GWW/scsnv

How do I...

gitUser128954 opened this issue · 1 comments

I think this is a great implementation of a fundamental concept with clear utility. But, how do I read the data from a "serialized python flammkuchen" file into R? Is there a clean handoff from a flammkuchen file to downstream analysis pipeline(s)? Any recommendations on how to identify cell clusters from the mutation and expression data (via R or ‘not R’)?

GWW commented

Hi,

I do have a subcommand for scsnvmisc that will convert the annotated pileup h5 file to a reference and alternative counts in market matrix format and a vcf file. I don't use R very much but I am sure there are libraries that can parse the vcf and market matrix files.

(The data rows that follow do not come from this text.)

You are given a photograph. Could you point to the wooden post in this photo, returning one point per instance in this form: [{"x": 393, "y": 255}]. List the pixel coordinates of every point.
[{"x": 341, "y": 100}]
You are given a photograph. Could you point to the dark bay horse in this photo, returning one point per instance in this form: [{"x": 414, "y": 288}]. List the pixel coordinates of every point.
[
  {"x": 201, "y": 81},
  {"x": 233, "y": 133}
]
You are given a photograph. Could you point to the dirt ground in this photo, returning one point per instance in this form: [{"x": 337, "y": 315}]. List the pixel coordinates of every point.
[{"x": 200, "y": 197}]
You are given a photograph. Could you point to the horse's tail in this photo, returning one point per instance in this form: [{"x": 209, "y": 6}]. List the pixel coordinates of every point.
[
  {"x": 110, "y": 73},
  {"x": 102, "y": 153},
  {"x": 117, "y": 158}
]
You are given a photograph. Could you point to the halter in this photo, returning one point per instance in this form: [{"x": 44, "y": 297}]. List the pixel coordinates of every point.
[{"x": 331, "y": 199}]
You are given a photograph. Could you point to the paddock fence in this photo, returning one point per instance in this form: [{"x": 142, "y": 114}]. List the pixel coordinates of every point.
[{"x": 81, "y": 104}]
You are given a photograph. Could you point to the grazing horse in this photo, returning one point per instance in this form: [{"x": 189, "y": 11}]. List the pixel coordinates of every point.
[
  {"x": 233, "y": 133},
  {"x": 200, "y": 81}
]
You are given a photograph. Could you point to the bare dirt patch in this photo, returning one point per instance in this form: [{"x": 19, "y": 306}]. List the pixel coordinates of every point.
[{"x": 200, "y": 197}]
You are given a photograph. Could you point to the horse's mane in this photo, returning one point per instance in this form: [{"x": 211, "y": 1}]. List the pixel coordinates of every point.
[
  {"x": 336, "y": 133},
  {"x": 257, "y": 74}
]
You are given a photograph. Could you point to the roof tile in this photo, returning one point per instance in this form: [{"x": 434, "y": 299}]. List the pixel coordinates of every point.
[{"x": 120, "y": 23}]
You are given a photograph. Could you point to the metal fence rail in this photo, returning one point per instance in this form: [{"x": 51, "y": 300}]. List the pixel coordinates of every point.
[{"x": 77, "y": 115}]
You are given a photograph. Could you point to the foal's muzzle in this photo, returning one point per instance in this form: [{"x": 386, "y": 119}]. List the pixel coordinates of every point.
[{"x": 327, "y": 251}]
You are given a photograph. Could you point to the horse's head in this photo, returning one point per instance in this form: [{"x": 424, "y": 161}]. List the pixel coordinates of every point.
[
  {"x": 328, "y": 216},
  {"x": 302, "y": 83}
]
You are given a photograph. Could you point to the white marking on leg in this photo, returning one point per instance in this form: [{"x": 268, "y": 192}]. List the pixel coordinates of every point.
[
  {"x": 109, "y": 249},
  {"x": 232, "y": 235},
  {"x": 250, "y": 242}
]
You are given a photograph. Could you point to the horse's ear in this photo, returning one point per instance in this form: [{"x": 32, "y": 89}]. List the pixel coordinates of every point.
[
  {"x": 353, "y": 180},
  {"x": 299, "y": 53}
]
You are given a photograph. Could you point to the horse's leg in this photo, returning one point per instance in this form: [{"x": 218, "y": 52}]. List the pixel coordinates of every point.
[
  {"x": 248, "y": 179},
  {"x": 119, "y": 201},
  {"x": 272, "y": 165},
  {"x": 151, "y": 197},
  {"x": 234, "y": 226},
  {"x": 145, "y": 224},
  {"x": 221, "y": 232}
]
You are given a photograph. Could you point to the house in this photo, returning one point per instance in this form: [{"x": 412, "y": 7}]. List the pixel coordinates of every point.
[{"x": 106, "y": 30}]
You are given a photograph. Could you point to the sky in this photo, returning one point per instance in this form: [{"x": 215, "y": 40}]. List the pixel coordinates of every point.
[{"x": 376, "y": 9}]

The pileup annotate tool also writes an annotated text file with information about each SNV (pileup_passed_snvs.txt.gz). It does require a tab separated chromsome lengths text file for the vcf header. You can generate this file from a samtools faidx indexed file:

samtools faidx genome.fa
cut -f 1,2,3 genome.fa.fai > chrom_lengths.txt

For example, this will write all sites that do not overlap annotated RNA edits:

scsnvmisc snv2vcfmtx -r chrom_lenghts.txt -f genome.fa -o output_folder -e -c pileup_annotated.h5

This will produce:

output_folder/barcodes.txt #list of barcodes
output_folder/snvs.vcf #basic SNV vcf file
output_folder/refs.mtx #Reference count market matrix file
output_folder/alts.mtx #Alternative count market matrix file

Unfortunately, I have not done much work clustering mutations.